しろみ茂平の話

郷土史を中心にした雑記

武徳さんが衆院議員に立候補した

2014年12月16日 | 昭和21年~25年
昭和24年1月23日第24回総選挙に用之江の武徳さんが立候補した。
地域民は選挙法も知らず・考えず、応援に歩いた。、

(父の話)


「アレは城見からきたやつど」とよその目がみようた。
はじめてなんで皆、選挙の法についてわかななかった。
しちゃあいけん・・・ことはいちおう聞いていたが、活動にあるいているとそうはいうちゃおれん。
自転車であるく、または単車で歩く。車を運転できる者は活動員を運ぶ。降ろす。でひとを運んでいた。
(妻の実家のある)井原には、よく行った。



そわあなことはしちゃあいけんと思う取ったが「いろいろ(選挙活動で)世話になったんでやらにゃ。」で飲み食いの会をした。
(用之江の武徳さん自宅近く民家)
中には密通したのがいる。
多くの違反者がでた。
違反者はだれとだれが出席したというのを白状しとった。
用之江や大宣のものはようけいさばられた。

ワシは消防団長をしていたが、その頃警察と消防はいっしょに飲み食いすることがあり「あんたの写真も背中がうつっていた。(が証拠となる顔は写ってない。
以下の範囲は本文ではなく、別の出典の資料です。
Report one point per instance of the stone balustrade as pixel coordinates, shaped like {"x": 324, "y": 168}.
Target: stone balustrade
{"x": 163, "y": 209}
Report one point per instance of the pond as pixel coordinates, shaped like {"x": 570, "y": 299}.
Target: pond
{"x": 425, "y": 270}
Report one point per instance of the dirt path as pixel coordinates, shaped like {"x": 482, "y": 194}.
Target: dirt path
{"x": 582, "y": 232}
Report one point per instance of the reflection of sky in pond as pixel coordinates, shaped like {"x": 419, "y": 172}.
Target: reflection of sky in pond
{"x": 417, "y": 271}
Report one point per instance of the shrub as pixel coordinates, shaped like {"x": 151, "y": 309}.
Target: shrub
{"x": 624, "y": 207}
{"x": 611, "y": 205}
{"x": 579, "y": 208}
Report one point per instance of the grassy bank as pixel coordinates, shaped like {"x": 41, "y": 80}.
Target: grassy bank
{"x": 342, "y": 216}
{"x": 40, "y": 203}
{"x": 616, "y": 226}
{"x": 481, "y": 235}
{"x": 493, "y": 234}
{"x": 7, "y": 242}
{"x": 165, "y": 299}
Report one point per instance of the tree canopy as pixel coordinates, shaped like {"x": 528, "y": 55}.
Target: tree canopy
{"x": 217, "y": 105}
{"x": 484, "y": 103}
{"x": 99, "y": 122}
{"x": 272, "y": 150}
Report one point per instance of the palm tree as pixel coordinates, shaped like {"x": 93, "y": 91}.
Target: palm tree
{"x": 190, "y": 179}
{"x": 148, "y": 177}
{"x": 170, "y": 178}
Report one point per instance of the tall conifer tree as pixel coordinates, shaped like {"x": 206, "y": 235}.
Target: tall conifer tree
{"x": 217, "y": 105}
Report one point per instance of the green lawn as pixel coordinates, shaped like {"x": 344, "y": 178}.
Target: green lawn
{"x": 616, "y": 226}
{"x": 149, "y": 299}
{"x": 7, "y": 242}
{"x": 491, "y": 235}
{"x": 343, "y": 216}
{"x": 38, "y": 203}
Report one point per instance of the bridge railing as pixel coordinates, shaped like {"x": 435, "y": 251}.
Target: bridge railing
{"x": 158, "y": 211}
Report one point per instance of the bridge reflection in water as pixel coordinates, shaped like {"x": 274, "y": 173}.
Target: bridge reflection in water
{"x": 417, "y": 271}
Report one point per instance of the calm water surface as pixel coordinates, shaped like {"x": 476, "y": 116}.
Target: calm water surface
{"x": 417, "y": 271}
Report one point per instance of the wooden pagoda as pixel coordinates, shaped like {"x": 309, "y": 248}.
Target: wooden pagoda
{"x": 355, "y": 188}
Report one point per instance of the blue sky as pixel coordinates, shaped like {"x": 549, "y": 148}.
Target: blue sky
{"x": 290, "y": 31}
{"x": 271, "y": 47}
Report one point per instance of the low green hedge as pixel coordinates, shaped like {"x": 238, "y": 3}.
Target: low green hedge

)」ということで逮捕されなかった。
最初の選挙の時じゃった。



○ 犬養健 78638
○ 近藤鶴代 45911
○ 橋本龍伍 41370
○ 星島ニ郎 37264
○ 中原健次 31541
× 加藤武徳 29475
× 豊田秀男 26193
× 多賀安郎 20797


なお、武徳さんは次の参議院選に立候補。30才で一番若い当選者となった。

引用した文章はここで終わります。